Pourquoi s’adresse-t-on aux Archives cantonales vaudoises (ACV)?

Pour y effectuer de savantes recherches historiques?: oui, mais ce n’est pas le motif principal, contrairement à ce qu’on pourrait imaginer.

Pour y retrouver la trace d’un ancêtre?: oui, le plus souvent.

Pour une tout autre raison?: oui, plus fréquemment qu’on ne le pense...

Selon les statistiques de 2006, les usagers des ACV y ont effectué à 35,4 % des recherches dites «de proximité» (généalogie pour l’essentiel, héral­dique, histoire de ma maison ou de ma commune) et à 32,3 % des recherches « académiques » (histoire, histoire de l’art, architecture, géographie, urba­nisme, etc.).

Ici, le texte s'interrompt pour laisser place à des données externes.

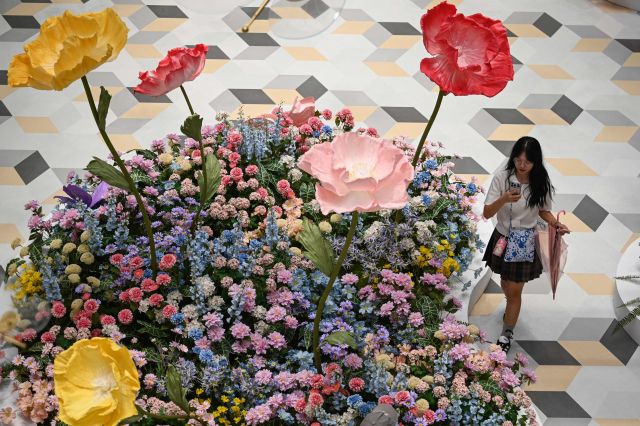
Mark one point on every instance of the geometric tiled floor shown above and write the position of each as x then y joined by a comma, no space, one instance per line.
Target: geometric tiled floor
576,89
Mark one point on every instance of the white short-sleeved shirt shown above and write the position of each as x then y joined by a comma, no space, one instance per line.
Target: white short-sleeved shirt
522,216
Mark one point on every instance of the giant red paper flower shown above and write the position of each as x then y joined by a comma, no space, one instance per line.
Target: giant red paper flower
471,54
181,64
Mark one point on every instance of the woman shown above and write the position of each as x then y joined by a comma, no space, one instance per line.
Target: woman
519,194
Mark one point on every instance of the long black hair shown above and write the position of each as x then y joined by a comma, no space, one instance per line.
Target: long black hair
539,183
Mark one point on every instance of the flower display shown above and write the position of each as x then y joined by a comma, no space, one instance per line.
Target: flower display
67,48
96,382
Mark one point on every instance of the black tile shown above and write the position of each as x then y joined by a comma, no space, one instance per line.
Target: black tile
508,116
315,8
558,405
619,343
258,39
311,87
31,167
166,11
266,14
162,99
547,24
251,96
504,147
632,44
567,109
400,28
547,352
4,112
468,166
591,213
22,21
405,114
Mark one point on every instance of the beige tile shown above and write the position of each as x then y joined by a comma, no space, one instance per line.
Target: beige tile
542,116
553,378
510,132
353,27
551,72
36,125
629,86
9,177
571,167
591,45
213,65
410,130
145,110
590,353
164,24
387,69
302,53
143,51
401,42
487,304
616,133
8,233
593,284
525,30
633,60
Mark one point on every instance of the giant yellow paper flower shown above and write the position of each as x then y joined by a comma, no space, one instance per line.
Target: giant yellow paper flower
67,48
96,383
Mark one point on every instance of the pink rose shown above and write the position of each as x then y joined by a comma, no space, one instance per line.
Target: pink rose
181,64
358,172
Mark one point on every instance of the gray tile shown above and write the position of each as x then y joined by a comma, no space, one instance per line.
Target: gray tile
630,220
611,118
251,96
585,329
353,97
547,24
31,167
567,109
617,51
508,116
546,352
587,31
311,87
557,404
11,157
400,28
591,213
619,343
469,166
405,114
167,11
258,39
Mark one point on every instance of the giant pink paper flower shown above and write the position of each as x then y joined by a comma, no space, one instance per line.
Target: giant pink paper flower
181,64
358,173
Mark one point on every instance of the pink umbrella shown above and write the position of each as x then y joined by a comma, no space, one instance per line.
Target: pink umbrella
552,250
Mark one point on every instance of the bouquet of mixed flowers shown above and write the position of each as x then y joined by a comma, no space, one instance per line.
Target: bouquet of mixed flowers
285,269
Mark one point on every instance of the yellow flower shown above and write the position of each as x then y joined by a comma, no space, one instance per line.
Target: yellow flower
67,48
96,383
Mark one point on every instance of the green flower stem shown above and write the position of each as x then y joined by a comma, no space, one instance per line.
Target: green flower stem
436,108
127,176
186,98
327,290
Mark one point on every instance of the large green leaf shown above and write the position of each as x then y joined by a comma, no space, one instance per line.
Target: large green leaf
317,248
341,338
103,107
107,173
192,127
209,188
175,390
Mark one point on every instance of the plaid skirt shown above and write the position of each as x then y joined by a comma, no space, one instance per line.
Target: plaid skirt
519,272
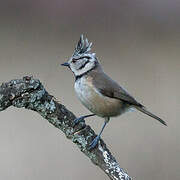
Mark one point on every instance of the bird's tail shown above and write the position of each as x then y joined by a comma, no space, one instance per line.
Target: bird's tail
143,109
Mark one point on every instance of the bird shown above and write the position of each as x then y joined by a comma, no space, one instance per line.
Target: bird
100,94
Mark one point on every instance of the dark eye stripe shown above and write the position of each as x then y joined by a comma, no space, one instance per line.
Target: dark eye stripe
87,57
81,67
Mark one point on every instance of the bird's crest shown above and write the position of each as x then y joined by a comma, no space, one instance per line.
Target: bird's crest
82,47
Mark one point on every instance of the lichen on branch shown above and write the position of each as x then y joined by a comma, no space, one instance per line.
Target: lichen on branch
29,93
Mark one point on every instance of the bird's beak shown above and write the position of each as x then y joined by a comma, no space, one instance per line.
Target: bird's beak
65,64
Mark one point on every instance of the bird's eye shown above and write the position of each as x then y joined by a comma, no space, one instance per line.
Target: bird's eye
73,60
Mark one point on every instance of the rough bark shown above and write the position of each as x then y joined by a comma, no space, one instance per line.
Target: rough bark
29,93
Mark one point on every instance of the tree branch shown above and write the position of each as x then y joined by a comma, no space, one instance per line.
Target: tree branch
29,93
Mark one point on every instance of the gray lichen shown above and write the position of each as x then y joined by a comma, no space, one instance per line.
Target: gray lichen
29,93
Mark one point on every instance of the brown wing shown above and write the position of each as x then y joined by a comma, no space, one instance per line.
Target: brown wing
111,89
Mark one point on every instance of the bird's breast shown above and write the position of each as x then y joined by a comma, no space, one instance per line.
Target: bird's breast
96,102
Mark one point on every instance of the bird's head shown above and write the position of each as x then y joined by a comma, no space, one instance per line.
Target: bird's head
82,60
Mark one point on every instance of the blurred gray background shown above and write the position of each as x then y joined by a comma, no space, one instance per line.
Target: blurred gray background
137,43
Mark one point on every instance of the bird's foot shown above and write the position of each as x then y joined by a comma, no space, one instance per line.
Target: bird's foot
78,120
94,143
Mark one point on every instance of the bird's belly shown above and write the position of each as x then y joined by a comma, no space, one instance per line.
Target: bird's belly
99,104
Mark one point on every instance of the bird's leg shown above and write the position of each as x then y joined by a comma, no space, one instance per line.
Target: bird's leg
96,139
81,118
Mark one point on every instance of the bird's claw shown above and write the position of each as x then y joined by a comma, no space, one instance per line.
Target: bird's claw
94,143
78,120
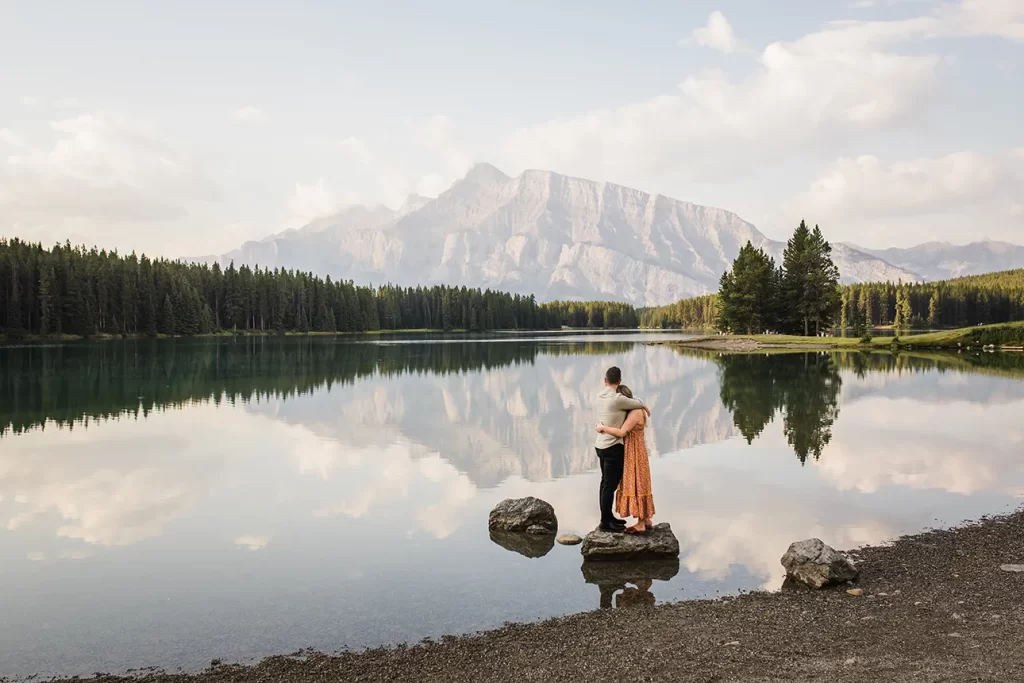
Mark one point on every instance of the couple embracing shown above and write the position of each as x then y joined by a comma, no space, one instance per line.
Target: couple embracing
623,453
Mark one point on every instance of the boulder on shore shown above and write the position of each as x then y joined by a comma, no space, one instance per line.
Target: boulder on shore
529,515
813,563
657,543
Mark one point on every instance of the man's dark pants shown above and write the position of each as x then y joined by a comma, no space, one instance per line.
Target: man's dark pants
612,460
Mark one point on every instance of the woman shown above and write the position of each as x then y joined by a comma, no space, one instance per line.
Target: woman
634,498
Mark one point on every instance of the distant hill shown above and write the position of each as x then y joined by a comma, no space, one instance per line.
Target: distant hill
543,233
941,260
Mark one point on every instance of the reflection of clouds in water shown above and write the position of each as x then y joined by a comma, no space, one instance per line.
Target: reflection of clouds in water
956,447
103,494
388,475
443,517
123,481
723,516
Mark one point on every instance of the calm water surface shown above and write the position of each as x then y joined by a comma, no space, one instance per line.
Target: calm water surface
168,503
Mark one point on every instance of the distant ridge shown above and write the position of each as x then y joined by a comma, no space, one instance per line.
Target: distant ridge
943,260
540,232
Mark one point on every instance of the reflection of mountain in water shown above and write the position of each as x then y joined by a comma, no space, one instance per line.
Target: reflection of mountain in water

Mais pas moins de 24,9 % d’entre eux se sont adressés aux ACV pour y obtenir des copies d’actes ou la consultation de dossiers officiels, dont ils avaient besoin dans le cadre d’une démarche administrative ou personnelle.

Ces demandes ont concerné principalement les archives:

  • des tribunaux de district (jugements de divorces, en particulier pour l’obtention de prestations AVS ou AI ; jugements en paternité ; etc.)
  • des notaires (contrats de mariage, testaments, etc., notamment dans le cadre du règlement de successions)
  • des registres fonciers (entre autres, inscriptions relatives à des servi­tudes litigieuses)
  • des justices de paix (décisions relatives à des tutelles d’enfants mineurs, demandées par ceux-ci devenus adultes ; certificats d’héritiers)
  • de l’Office du Tuteur général ou du Service de protection de la jeunesse (en particulier, recherches sur leurs origines par des personnes nées hors mariage, adoptées ou placées dans des familles d’accueil)
  • des offices des poursuites et faillites ou du registre du commerce (renseignements sur des sociétés défuntes, leurs administrateurs, etc.).

Les demandes de ce type augmentent rapidement, du fait que les ACV sont amenées, pour décharger des services engorgés, à prendre en charge des documents toujours plus récents. La mission patrimoniale traditionnelle des ACV, au service des chercheurs professionnels ou amateurs, se double donc, de plus en plus, d’une mission de prestations administratives au service des citoyens.